I’ve had the opportunity to stretch my mind in new and different ways. The degree I’m trying for now is certainly not something I wouldn’t attempted before. And even though I will likely not follow it through to a career, I’m still happy to have had the experience. I’ve learned so much about life and about myself. I’ve grown as a human being and have watched others grow around me. Even now, through the eyes (pardon the pun) of someone wracked with terrible depression, I cannot help but be awed by the magnificence of life within and around me. I still have trouble getting up every morning, but as soon as I talk with another person and am pulled outside of myself, I am reminded of the amazing opportunities that simply getting out of bed has to offer.
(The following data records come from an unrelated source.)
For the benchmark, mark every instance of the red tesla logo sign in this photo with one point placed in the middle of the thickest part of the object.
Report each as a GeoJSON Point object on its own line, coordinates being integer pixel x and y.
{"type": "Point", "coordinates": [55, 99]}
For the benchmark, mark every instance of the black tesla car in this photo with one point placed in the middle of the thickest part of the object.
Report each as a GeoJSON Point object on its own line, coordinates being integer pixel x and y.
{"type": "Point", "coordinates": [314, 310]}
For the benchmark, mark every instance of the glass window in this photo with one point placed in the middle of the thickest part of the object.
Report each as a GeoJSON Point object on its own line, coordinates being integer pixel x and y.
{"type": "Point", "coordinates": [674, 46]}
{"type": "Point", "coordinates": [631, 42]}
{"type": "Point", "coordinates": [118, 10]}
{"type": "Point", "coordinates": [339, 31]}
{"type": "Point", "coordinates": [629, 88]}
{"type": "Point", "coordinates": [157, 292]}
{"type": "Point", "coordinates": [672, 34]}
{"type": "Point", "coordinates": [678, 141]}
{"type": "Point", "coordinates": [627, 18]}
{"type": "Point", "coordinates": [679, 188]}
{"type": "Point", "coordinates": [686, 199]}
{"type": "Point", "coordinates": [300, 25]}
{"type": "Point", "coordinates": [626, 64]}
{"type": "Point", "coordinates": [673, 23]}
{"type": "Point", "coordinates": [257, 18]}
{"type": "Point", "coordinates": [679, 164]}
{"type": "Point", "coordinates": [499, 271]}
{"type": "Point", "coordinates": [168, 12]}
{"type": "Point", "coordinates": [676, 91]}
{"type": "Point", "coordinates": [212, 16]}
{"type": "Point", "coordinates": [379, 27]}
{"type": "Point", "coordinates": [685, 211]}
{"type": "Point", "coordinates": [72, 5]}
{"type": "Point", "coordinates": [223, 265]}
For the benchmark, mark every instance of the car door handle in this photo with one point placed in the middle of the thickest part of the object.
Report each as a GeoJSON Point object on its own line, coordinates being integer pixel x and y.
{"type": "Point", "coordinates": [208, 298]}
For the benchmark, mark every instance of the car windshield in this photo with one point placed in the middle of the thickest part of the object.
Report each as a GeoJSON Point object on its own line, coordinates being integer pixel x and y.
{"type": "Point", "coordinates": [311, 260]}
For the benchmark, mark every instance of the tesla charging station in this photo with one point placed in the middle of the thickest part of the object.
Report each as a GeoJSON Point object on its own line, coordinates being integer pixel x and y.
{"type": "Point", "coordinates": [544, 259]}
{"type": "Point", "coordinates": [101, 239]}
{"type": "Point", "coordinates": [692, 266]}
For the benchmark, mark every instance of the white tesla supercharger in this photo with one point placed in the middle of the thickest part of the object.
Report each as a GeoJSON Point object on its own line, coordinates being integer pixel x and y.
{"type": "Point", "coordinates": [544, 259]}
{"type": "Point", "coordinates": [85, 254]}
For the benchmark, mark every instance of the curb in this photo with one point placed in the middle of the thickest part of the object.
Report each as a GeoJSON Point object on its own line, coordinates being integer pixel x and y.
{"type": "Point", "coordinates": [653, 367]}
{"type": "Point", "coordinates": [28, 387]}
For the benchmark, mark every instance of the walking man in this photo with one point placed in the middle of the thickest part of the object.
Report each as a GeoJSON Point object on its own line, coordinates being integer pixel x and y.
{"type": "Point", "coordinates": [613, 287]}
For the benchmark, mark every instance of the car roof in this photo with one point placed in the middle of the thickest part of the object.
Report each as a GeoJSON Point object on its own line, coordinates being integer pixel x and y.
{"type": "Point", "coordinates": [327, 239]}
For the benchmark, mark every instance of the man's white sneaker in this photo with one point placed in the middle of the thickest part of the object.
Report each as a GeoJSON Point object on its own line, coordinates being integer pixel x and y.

Plans will not always follow through. Life paths will not always be easy. In fact, neither are typical outcomes. But the people who enter our lives and shape us, the relationships that we make and build upon, the opportunities that we seize: these are the things which make life worth living. One student ended his graduation speech by quoting a favored teacher, “Say yes, because there might be cake.” Not every opportunity will have sweet rewards, but it is important to recognize each for its possibility.